Name one way Chomsky’s model shows how structure limits individual choice about media messages.

What is corporate ownership shapes content?

200

Filter describing media’s dependence on this kind of revenue, shaping what gets covered.

What is advertising?

200

Baudrillard's term for the blending of symbols and reality—where representations replace the “real.”

What is hyper-reality?

200

Term for the escalating social reaction disproportional to actual threat.

What is a moral panic?

200

This concept refers to desires socially constructed by media to serve capitalist ends

What are false needs?

200

How might Baudrillard’s hyperreality reduce our ability to distinguish reality from representation?

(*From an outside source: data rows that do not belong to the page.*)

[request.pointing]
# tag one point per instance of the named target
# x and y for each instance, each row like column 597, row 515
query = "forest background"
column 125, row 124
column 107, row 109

What is loss of critical agency to discern the real?

300

The first “filter” in Chomsky’s model, involving who owns media outlets.

What is ownership?
300

When a simulated experience (like Disneyland) feels more “real” than reality, it’s called this.

What is simulacrum?

300

A moral panic is an exaggerated reaction to this.

What is a perceived threat to social norms or values?

300

The effect of media content designed for distraction, not critical engagement.

What is passive consumption?

300

Moral panic’s amplification process (the resulting action from a moral panic) is a structural mechanism; what is an example of agency within it?

What is community resistance, media literacy, counter-narratives?

400

This “filter” refers to the media’s reliance on institutional gatekeepers for information.

What is sourcing?

400

When media versions of reality are edited, filtered, or staged until they seem “more real than real.”

What is a simulation?

400

The author and book behind the moral panic theory.

Who is Stanley Cohen, and what is Folk Devils and Moral Panics?

400

When a reality show normalises a narrow beauty ideal, it reinforces this, in Frankfurt School terms.

What is ideological control?

400

The Frankfurt School argued that the culture industry enforces norms—what’s one way viewers might resist?

What is more critical media consumption, supporting independent media?

500

Label this: backlash campaigns that can punish and discipline media for stepping out of line.

What is flak?

500

In Baudrillard’s view, media maintains this “illusion of actuality” to keep us consuming and entertained.

What is the illusion of reality created by consumer culture?

500

Put these stages of a moral panic in order: public concern, media exaggeration, identification of a threat, authority response, social change or receding panic

What is 1) Identification, 2) Media response, 3) Public anxiety, 4) Response from authorities, 5) Panic recedes or results in change?

500

The theorist known for theorising the 'fall of the public sphere'. 

Who is Jurgen Habermas?
500

Combine two theories: explain how Chomsky and the Frankfurt School both see media as a structural force, summarized in one sentence.

What is Both the Propaganda Model and the Culture Industry argue that media systems, motivated by economics and power, shape public perception and limit critical agency?